Tungsten Replicator is a high performance replication engine that works with a number of different source and target databases to provide high-performance and improved replication functionality over the native solution. With MySQL replication, for example, the enhanced functionality and information provided by Tungsten Replicator allows for global transaction IDs, advanced topology support such as Active/Active, star, and fan-in, and enhanced latency identification.

In addition to providing enhanced functionality Tungsten Replicator is also capable of heterogeneous replication by enabling the replicated information to be transformed after it has been read from the data server to match the functionality or structure in the target server. This functionality allows for replication between MySQL and a variety of heterogeneous targets.

Understanding how Tungsten Replicator works requires looking at the overall replicator structure. There are three major components in the system that provide the core of the replication functionality:

  • Extractor

    The extractor component reads data from a MySQL data server and writes that information into the Transaction History Log (THL). The role of the extractor is to read the information from a suitable source of change information and write it into the THL in the native or defined format, either as SQL statements or row-based information.
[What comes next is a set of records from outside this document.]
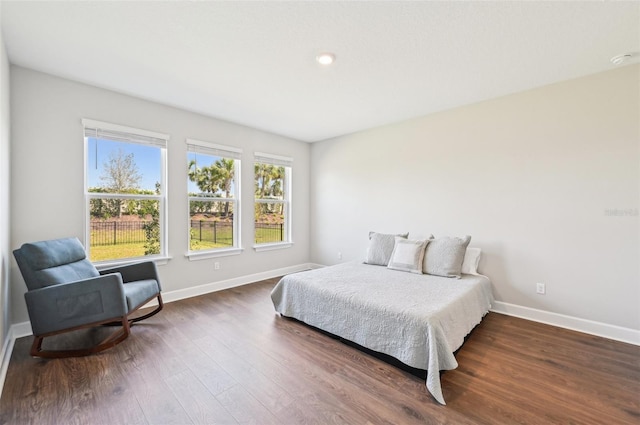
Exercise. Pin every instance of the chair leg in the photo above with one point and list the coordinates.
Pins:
(146, 316)
(111, 341)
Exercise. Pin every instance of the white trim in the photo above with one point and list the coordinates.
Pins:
(268, 158)
(215, 149)
(122, 128)
(272, 246)
(203, 255)
(207, 288)
(16, 331)
(23, 329)
(618, 333)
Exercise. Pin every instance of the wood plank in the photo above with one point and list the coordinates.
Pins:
(228, 358)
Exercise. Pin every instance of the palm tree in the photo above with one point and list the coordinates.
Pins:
(226, 172)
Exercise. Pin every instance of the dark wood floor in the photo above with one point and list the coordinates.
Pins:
(227, 358)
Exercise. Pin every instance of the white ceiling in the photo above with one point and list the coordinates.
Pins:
(253, 63)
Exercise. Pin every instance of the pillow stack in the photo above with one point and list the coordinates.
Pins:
(444, 256)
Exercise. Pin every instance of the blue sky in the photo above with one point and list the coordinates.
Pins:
(146, 158)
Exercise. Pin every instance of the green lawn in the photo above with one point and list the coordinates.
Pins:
(224, 239)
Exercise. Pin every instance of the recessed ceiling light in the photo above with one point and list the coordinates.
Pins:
(620, 59)
(326, 58)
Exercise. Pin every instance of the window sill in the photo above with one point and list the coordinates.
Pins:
(272, 246)
(160, 261)
(204, 255)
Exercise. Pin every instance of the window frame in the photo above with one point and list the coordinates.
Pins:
(226, 152)
(287, 163)
(121, 133)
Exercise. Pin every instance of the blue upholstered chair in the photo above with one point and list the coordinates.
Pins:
(66, 292)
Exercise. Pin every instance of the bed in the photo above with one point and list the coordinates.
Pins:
(419, 319)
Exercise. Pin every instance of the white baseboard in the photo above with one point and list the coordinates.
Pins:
(19, 330)
(207, 288)
(618, 333)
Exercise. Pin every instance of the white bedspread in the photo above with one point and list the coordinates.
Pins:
(418, 319)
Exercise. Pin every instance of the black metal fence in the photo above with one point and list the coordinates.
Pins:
(218, 232)
(269, 232)
(117, 232)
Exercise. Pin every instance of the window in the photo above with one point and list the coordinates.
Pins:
(213, 179)
(125, 192)
(272, 188)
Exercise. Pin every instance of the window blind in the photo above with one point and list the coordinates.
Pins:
(268, 158)
(121, 133)
(207, 148)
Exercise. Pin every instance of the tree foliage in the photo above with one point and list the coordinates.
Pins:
(215, 180)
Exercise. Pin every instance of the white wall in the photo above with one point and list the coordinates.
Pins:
(5, 252)
(47, 198)
(529, 176)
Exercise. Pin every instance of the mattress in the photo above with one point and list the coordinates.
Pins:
(420, 320)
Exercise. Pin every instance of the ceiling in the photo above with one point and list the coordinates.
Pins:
(253, 63)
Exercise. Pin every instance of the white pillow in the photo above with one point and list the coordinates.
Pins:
(444, 256)
(471, 260)
(407, 255)
(380, 247)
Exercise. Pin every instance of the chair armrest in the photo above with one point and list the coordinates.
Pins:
(136, 271)
(69, 305)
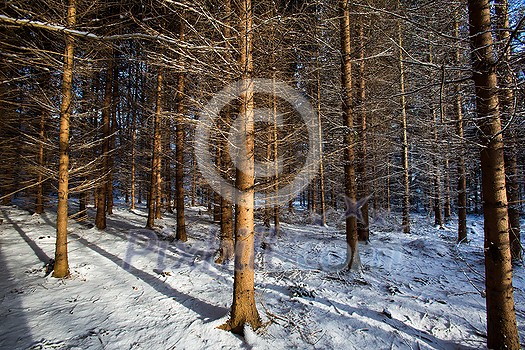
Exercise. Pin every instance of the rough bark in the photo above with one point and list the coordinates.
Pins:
(179, 151)
(39, 203)
(352, 260)
(506, 99)
(154, 191)
(61, 267)
(404, 120)
(102, 193)
(243, 309)
(362, 186)
(462, 175)
(502, 330)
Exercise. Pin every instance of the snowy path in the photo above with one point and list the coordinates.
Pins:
(131, 290)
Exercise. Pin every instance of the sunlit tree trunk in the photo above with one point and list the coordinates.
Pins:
(113, 135)
(154, 189)
(133, 155)
(179, 144)
(39, 205)
(502, 332)
(362, 186)
(506, 98)
(102, 193)
(61, 267)
(243, 310)
(352, 260)
(404, 140)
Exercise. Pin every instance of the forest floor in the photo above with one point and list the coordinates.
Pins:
(131, 288)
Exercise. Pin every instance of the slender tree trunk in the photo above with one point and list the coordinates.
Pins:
(243, 309)
(404, 119)
(506, 98)
(352, 259)
(362, 186)
(39, 205)
(179, 152)
(113, 133)
(321, 163)
(462, 174)
(275, 149)
(227, 244)
(193, 178)
(154, 190)
(167, 166)
(438, 219)
(61, 267)
(447, 210)
(102, 193)
(226, 249)
(502, 332)
(133, 156)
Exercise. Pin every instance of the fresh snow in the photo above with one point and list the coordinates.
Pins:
(132, 288)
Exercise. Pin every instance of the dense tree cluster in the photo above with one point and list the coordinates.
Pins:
(100, 101)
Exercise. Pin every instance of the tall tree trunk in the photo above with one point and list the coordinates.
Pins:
(438, 219)
(362, 186)
(179, 152)
(321, 163)
(404, 119)
(447, 210)
(352, 259)
(39, 203)
(61, 267)
(102, 193)
(502, 332)
(461, 171)
(154, 191)
(275, 149)
(113, 133)
(243, 309)
(506, 99)
(133, 155)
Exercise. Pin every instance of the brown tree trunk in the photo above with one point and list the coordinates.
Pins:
(275, 149)
(352, 259)
(102, 193)
(462, 175)
(243, 309)
(446, 184)
(502, 330)
(61, 267)
(113, 135)
(179, 152)
(362, 186)
(39, 203)
(404, 119)
(154, 190)
(438, 219)
(506, 99)
(133, 156)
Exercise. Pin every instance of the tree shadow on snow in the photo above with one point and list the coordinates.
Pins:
(40, 254)
(207, 312)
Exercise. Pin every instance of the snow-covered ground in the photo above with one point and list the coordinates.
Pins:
(132, 290)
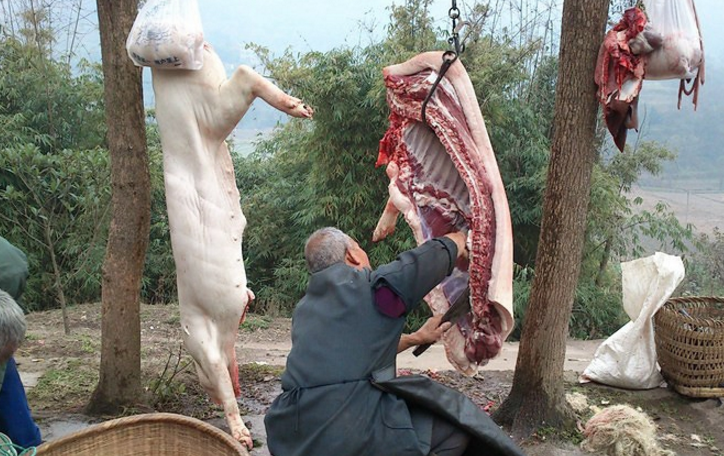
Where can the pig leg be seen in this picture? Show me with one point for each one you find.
(386, 224)
(218, 372)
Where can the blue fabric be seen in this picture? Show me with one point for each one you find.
(15, 419)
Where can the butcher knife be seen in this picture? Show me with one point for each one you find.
(458, 310)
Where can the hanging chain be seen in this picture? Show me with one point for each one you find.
(454, 40)
(448, 57)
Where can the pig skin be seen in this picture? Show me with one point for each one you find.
(196, 111)
(469, 196)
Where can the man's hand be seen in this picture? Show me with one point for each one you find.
(429, 333)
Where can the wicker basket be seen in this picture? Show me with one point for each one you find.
(689, 334)
(157, 434)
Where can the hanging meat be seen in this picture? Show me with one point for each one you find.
(196, 112)
(444, 177)
(620, 73)
(662, 41)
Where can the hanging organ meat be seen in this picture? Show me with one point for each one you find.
(444, 177)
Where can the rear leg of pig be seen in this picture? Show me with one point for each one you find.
(220, 379)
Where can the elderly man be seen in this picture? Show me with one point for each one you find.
(346, 333)
(15, 419)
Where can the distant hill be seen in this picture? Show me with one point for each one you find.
(697, 136)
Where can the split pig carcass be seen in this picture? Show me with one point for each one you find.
(196, 112)
(444, 177)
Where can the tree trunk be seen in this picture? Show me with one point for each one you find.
(120, 372)
(537, 395)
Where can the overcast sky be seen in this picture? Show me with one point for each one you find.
(320, 25)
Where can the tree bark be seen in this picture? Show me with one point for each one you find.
(537, 396)
(120, 373)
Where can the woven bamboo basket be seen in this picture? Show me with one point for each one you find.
(157, 434)
(689, 335)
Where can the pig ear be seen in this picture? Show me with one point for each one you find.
(353, 257)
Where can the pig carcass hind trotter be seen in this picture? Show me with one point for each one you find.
(444, 177)
(196, 111)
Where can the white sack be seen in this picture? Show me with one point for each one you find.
(628, 359)
(167, 34)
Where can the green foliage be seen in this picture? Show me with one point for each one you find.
(54, 172)
(158, 284)
(522, 281)
(56, 210)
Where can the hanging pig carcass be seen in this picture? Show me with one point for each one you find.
(444, 177)
(662, 41)
(196, 112)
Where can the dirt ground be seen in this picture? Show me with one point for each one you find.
(60, 372)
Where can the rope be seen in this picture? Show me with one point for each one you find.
(8, 448)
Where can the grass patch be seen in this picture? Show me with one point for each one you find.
(68, 385)
(255, 373)
(88, 344)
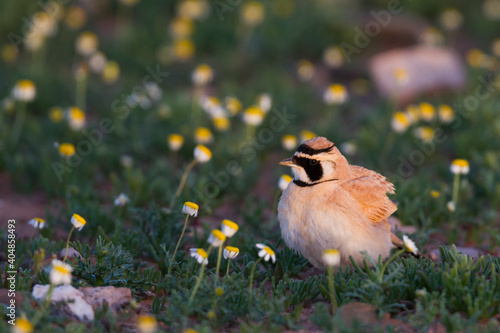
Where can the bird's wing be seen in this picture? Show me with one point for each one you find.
(370, 193)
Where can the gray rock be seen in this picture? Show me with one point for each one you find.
(76, 306)
(428, 70)
(117, 298)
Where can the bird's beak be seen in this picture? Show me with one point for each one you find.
(287, 162)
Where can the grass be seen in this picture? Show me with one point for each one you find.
(123, 149)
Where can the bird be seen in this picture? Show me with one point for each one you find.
(331, 204)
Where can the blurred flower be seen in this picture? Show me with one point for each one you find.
(231, 252)
(229, 228)
(333, 57)
(410, 245)
(424, 133)
(200, 255)
(164, 110)
(412, 113)
(253, 116)
(331, 257)
(202, 154)
(335, 94)
(252, 13)
(283, 8)
(401, 76)
(97, 62)
(284, 181)
(431, 37)
(233, 105)
(266, 252)
(78, 222)
(87, 43)
(427, 111)
(348, 148)
(446, 113)
(289, 142)
(306, 135)
(221, 123)
(491, 9)
(183, 49)
(111, 72)
(145, 323)
(9, 53)
(360, 86)
(451, 19)
(400, 122)
(7, 104)
(193, 9)
(60, 273)
(435, 194)
(305, 70)
(202, 75)
(24, 91)
(474, 57)
(121, 200)
(181, 27)
(190, 208)
(76, 17)
(459, 166)
(44, 23)
(22, 325)
(126, 161)
(37, 223)
(66, 150)
(265, 102)
(76, 118)
(203, 135)
(175, 142)
(130, 3)
(153, 90)
(216, 238)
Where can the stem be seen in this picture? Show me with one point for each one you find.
(456, 184)
(178, 243)
(397, 254)
(228, 264)
(183, 181)
(218, 265)
(45, 303)
(331, 286)
(81, 92)
(67, 244)
(251, 277)
(200, 277)
(18, 123)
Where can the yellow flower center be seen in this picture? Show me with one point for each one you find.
(176, 138)
(191, 205)
(461, 163)
(205, 150)
(219, 235)
(80, 219)
(76, 113)
(232, 249)
(67, 149)
(26, 84)
(230, 224)
(61, 269)
(269, 250)
(202, 253)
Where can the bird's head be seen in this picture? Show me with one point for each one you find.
(317, 160)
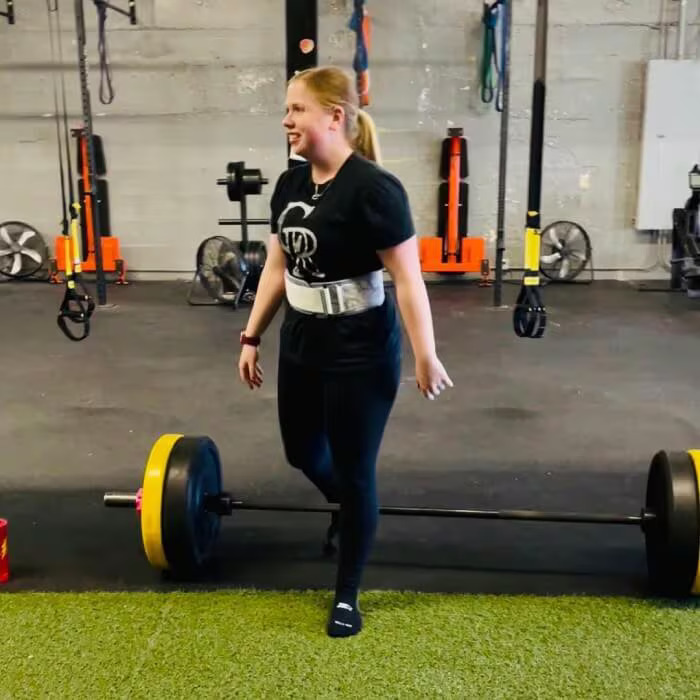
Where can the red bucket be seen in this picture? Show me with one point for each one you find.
(4, 553)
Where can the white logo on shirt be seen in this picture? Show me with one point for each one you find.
(299, 243)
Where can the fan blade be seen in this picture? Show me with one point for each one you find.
(26, 235)
(553, 238)
(32, 254)
(17, 265)
(573, 234)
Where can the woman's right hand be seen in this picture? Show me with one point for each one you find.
(248, 367)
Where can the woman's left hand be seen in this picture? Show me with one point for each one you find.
(431, 377)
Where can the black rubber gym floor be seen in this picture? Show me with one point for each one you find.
(569, 422)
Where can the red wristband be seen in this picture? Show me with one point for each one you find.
(250, 340)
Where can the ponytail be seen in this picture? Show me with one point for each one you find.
(334, 87)
(367, 141)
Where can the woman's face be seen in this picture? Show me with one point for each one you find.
(310, 126)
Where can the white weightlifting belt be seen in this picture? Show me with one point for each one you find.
(344, 297)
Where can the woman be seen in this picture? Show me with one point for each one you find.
(337, 221)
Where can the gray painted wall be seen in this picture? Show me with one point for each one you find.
(201, 82)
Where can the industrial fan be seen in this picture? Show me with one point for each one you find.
(565, 251)
(23, 250)
(228, 271)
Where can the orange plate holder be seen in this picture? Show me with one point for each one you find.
(111, 254)
(452, 253)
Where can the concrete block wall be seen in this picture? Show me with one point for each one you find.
(200, 83)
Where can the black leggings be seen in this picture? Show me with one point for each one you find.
(332, 426)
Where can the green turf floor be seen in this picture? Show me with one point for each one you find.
(273, 645)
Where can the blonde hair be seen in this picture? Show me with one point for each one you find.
(333, 87)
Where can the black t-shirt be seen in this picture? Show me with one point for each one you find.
(336, 236)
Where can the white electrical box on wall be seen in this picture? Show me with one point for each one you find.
(670, 141)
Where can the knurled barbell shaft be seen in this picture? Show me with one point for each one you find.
(120, 499)
(225, 505)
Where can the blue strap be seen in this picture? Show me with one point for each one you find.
(360, 62)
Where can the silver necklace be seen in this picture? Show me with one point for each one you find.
(317, 195)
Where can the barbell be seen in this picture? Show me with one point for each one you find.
(241, 181)
(181, 503)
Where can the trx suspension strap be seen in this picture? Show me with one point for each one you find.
(301, 24)
(507, 23)
(489, 58)
(529, 315)
(9, 12)
(360, 24)
(77, 306)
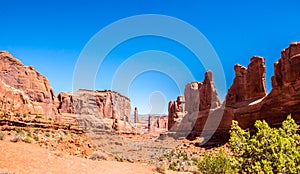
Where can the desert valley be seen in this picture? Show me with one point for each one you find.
(92, 131)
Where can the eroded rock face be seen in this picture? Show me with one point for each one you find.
(249, 83)
(247, 101)
(201, 95)
(23, 89)
(102, 104)
(157, 123)
(136, 115)
(176, 111)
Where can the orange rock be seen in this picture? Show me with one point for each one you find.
(23, 89)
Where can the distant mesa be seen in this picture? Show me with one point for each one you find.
(25, 90)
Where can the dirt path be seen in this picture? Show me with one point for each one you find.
(30, 158)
    Information is always extracted from a source database and recorded within the THL in the form of a complete transaction. The full transaction information is recorded and logged against a single, unique, transaction ID used internally within the replicator to identify the data.

  • Applier

    Appliers within Tungsten Replicator convert the THL information and apply it to a destination data server. The role of the applier is to read the THL information and apply that to the data server.

    The applier works with a number of different target databases, and is responsible for writing the information to the database. Because the transactional data in the THL is stored either as SQL statements or row-based information, the applier has the flexibility to reformat the information to match the target data server. Row-based data can be reconstructed to match different database formats, for example, converting row-based information into an Oracle-specific table row, or a MongoDB document.

  • Transaction History Log (THL)

    The THL contains the information extracted from a data server. Information within the THL is divided up by transactions, either implied or explicit, based on the data extracted from the data server. The THL structure, format, and content provides a significant proportion of the functionality and operational flexibility within Tungsten Replicator.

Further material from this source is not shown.